As Forças Armadas dos Estados Unidos realizaram ataques contra alvos no Irã pelo nono dia consecutivo, elevando a tensão na região do Estreito de Ormuz. A escalada ocorre após o Irã relatar a explosão e imobilização de dois petroleiros na área, intensificando as preocupações sobre a segurança da navegação internacional.
A Guarda Revolucionária Islâmica do Irã declarou ter atingido aeronaves americanas no aeroporto de Aqaba, na Jordânia, com mísseis balísticos. Ataques teriam ocorrido também contra instalações militares dos EUA no Kuwait e na Síria, incluindo a Base Aérea Ali Al Salem e o campo de Al-Adiri.
Sirenes de alerta foram acionadas no Bahrein na manhã desta segunda-feira, e o Exército do Kuwait informou estar interceptando drones hostis em meio a um ataque iraniano. Esses incidentes marcam uma nova fase no confronto entre os EUA e o Irã, após o fracasso de um acordo de cessar-fogo provisório assinado há um mês.
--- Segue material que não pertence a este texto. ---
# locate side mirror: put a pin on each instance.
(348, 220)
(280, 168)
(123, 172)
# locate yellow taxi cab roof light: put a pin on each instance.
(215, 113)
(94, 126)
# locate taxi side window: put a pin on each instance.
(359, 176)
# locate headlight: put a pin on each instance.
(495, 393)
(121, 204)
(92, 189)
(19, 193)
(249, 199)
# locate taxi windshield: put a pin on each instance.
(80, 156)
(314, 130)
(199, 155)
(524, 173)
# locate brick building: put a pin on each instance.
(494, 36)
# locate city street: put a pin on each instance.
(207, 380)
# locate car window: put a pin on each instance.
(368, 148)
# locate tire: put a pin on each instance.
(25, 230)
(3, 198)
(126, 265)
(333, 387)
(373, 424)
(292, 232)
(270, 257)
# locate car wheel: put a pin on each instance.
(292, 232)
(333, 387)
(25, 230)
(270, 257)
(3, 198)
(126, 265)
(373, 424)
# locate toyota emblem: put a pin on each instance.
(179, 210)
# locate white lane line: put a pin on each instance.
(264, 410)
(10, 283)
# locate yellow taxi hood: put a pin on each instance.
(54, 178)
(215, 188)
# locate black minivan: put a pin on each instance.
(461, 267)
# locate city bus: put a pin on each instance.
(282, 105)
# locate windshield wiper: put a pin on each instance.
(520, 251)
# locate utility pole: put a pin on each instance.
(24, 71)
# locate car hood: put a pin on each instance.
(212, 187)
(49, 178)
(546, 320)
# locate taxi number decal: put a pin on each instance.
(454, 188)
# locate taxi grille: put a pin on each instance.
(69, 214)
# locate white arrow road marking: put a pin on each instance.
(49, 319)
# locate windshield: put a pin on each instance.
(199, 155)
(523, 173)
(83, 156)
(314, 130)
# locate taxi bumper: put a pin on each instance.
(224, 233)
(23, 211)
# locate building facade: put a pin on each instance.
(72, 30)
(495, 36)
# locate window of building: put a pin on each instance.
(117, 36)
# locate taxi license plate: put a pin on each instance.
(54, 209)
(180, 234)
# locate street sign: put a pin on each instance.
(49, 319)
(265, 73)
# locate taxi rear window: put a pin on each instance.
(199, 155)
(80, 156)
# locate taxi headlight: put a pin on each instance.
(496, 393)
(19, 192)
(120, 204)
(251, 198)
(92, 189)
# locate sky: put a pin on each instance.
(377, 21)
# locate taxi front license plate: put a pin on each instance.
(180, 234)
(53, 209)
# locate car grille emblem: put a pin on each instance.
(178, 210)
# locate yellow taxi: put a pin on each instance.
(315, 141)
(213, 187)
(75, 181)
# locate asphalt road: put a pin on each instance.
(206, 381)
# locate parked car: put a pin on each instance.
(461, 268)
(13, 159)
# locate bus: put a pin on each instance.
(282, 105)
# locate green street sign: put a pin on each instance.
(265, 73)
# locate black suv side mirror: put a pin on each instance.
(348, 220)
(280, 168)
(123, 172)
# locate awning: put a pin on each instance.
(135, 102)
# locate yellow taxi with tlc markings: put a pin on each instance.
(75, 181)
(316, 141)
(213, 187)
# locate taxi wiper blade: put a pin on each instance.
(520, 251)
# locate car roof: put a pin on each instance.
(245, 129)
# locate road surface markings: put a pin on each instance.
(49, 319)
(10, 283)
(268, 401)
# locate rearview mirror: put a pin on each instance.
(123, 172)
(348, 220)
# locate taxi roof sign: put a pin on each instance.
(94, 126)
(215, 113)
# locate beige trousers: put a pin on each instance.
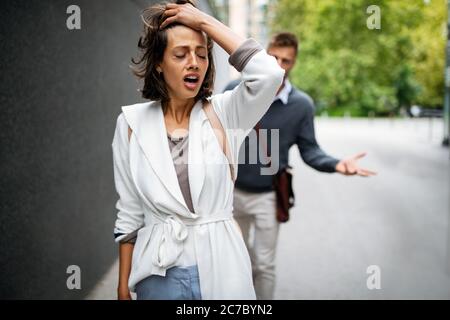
(255, 214)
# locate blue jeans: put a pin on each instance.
(180, 283)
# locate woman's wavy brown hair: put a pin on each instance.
(152, 45)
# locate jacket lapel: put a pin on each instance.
(196, 169)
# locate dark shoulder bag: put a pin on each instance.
(282, 184)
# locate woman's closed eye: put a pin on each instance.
(181, 56)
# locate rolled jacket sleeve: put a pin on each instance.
(130, 216)
(243, 107)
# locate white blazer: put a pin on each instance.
(150, 196)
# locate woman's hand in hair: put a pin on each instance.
(185, 14)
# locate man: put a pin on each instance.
(292, 112)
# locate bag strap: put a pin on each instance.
(220, 134)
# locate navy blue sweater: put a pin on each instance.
(295, 122)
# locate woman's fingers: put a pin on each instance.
(170, 12)
(168, 21)
(171, 5)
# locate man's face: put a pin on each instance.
(285, 57)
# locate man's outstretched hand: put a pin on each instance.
(349, 166)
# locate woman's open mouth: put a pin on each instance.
(191, 81)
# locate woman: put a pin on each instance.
(178, 201)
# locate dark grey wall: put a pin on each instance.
(60, 95)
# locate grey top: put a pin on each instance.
(179, 150)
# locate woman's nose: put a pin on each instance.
(193, 63)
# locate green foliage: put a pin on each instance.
(344, 63)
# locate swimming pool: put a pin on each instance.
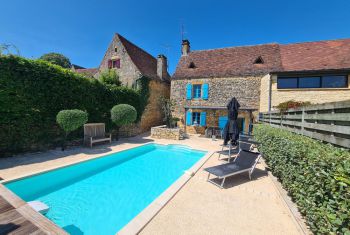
(102, 195)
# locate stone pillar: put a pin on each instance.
(162, 67)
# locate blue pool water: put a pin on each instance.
(100, 196)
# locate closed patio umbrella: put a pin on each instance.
(231, 131)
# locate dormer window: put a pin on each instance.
(191, 65)
(114, 63)
(259, 60)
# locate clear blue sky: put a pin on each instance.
(82, 30)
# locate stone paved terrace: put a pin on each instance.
(244, 207)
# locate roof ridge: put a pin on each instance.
(120, 36)
(325, 40)
(231, 47)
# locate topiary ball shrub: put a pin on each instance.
(123, 114)
(70, 120)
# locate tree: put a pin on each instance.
(58, 59)
(123, 114)
(109, 77)
(70, 120)
(167, 106)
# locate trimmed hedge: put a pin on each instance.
(316, 175)
(32, 92)
(71, 119)
(123, 114)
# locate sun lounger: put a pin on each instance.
(247, 145)
(244, 162)
(95, 133)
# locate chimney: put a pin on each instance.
(162, 67)
(185, 47)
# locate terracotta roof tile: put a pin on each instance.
(322, 55)
(239, 61)
(233, 61)
(90, 72)
(145, 62)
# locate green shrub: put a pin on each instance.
(70, 120)
(123, 114)
(32, 92)
(316, 175)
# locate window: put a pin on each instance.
(116, 63)
(309, 82)
(326, 81)
(287, 83)
(192, 65)
(259, 60)
(334, 81)
(196, 118)
(197, 90)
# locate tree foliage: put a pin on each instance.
(123, 114)
(316, 175)
(32, 92)
(57, 59)
(70, 120)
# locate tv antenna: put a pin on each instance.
(183, 32)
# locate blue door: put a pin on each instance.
(222, 122)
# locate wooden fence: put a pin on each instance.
(329, 122)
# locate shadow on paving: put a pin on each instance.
(39, 157)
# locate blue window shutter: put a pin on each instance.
(222, 122)
(205, 91)
(203, 120)
(188, 118)
(189, 91)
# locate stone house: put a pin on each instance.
(133, 63)
(260, 77)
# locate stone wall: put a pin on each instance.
(213, 120)
(152, 116)
(314, 96)
(128, 72)
(221, 90)
(161, 132)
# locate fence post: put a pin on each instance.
(302, 120)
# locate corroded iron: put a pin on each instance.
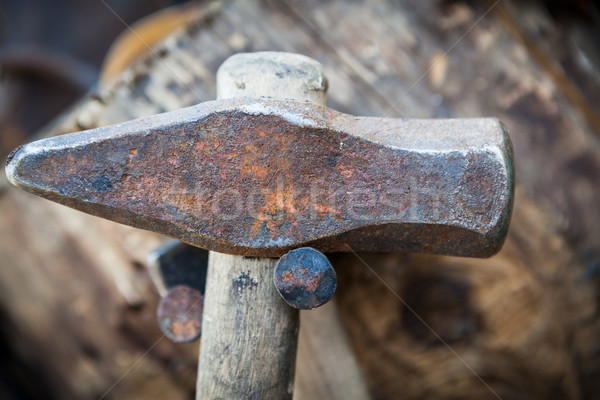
(305, 278)
(176, 263)
(260, 177)
(179, 313)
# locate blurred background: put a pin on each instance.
(77, 306)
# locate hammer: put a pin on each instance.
(262, 176)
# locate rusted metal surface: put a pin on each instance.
(260, 177)
(176, 263)
(180, 314)
(305, 278)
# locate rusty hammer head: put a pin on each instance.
(259, 177)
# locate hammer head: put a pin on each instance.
(259, 177)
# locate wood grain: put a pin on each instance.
(525, 322)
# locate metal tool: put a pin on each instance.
(260, 177)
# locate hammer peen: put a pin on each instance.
(255, 176)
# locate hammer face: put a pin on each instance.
(261, 177)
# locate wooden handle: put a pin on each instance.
(249, 334)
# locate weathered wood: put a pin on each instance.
(526, 321)
(250, 336)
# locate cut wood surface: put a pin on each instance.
(78, 306)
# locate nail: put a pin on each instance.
(305, 278)
(180, 314)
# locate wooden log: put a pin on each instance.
(525, 322)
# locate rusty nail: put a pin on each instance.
(305, 278)
(180, 314)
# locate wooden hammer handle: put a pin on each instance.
(249, 334)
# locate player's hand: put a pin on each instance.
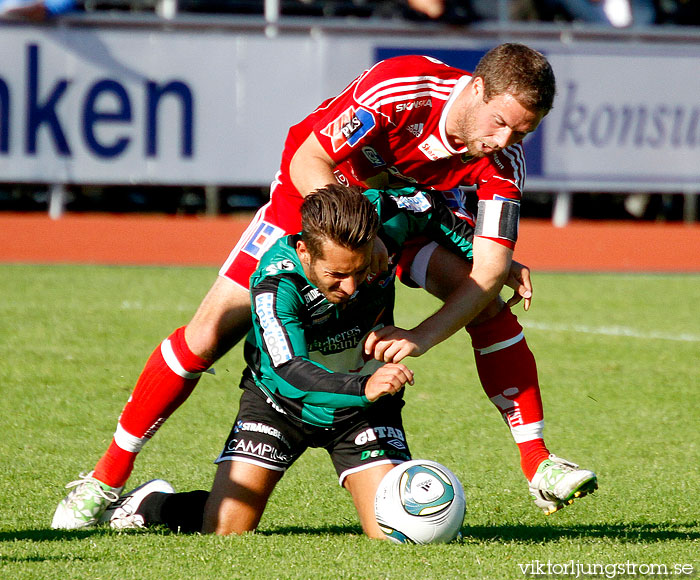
(391, 344)
(519, 281)
(387, 380)
(380, 257)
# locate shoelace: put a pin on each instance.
(86, 478)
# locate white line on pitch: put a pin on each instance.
(612, 331)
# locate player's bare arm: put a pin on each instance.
(312, 168)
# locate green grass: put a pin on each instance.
(619, 360)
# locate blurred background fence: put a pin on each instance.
(182, 106)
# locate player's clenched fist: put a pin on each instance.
(388, 380)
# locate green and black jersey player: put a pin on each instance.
(308, 382)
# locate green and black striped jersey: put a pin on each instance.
(305, 353)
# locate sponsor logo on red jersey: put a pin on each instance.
(433, 149)
(349, 127)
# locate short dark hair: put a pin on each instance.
(340, 214)
(520, 71)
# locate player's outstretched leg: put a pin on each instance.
(84, 505)
(558, 482)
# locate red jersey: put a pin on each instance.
(387, 129)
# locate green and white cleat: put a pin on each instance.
(125, 513)
(84, 505)
(559, 482)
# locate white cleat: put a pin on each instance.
(124, 513)
(559, 482)
(84, 505)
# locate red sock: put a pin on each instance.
(508, 374)
(170, 375)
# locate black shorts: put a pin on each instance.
(264, 436)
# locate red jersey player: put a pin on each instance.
(406, 120)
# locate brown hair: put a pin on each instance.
(340, 214)
(520, 71)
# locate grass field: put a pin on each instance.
(619, 363)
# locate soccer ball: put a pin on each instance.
(420, 502)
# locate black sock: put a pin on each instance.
(180, 512)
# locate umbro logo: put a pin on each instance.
(416, 129)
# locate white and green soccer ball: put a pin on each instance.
(420, 502)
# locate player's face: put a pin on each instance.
(339, 271)
(489, 127)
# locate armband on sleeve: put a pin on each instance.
(498, 219)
A disputa pelo controle do Estreito de Ormuz, uma rota vital para o fornecimento de energia global, agrava os temores de inflação e instabilidade econômica em escala mundial.
O Comando Central dos EUA (CENTCOM) confirmou ter iniciado uma nova série de ataques com o objetivo de diminuir a capacidade iraniana de hostilizar embarcações comerciais no estreito. Detalhes adicionais sobre a operação não foram divulgados pelo CENTCOM.
A agência de notícias iraniana Tasnim reportou que mísseis americanos atingiram diversas cidades do Irã, incluindo Tabriz, Chabahar, Konarak, Bandar Mahshahr e Bandar Imam Khomeini, onde explosões foram ouvidas. O Secretário de Estado dos EUA, Marco Rubio, declarou que os ataques continuarão enquanto o Irã atacar a navegação comercial internacional. “O Estreito de Ormuz é uma via marítima internacional, e eles continuam lançando ataques contra navios que transitam por essa hidrovia internacional”, afirmou Rubio. Ele acrescentou que os Estados Unidos estão abertos a soluções diplomáticas, mas que a resposta militar persistirá enquanto o Irã insistir em controlar a rota.
O governo do Kuwait informou que uma usina de dessalinização foi alvo de ataque pelo segundo dia consecutivo, resultando em incêndio. O Kuwait classificou o incidente como um ataque direto contra infraestrutura civil essencial. As preocupações com o fluxo de suprimentos de energia através do estreito, por onde transita cerca de um quinto do petróleo mundial, aumentam a apreensão internacional. A região amazônica, embora distante geograficamente, sente os reflexos de instabilidades globais através da volatilidade dos preços de commodities e do impacto na cadeia de suprimentos, afetando economias locais e o custo de vida em cidades como Macapá (AP) e Manaus (AM).
Especialistas em relações internacionais alertam para o risco de um conflito mais amplo na região do Oriente Médio, com potenciais consequências econômicas e geopolíticas de longo alcance. A diplomacia internacional busca esforços para desescalar a crise, mas a situação permanece volátil. A comunidade internacional acompanha de perto os desdobramentos, ciente do impacto potencial sobre o mercado global de energia e a estabilidade regional.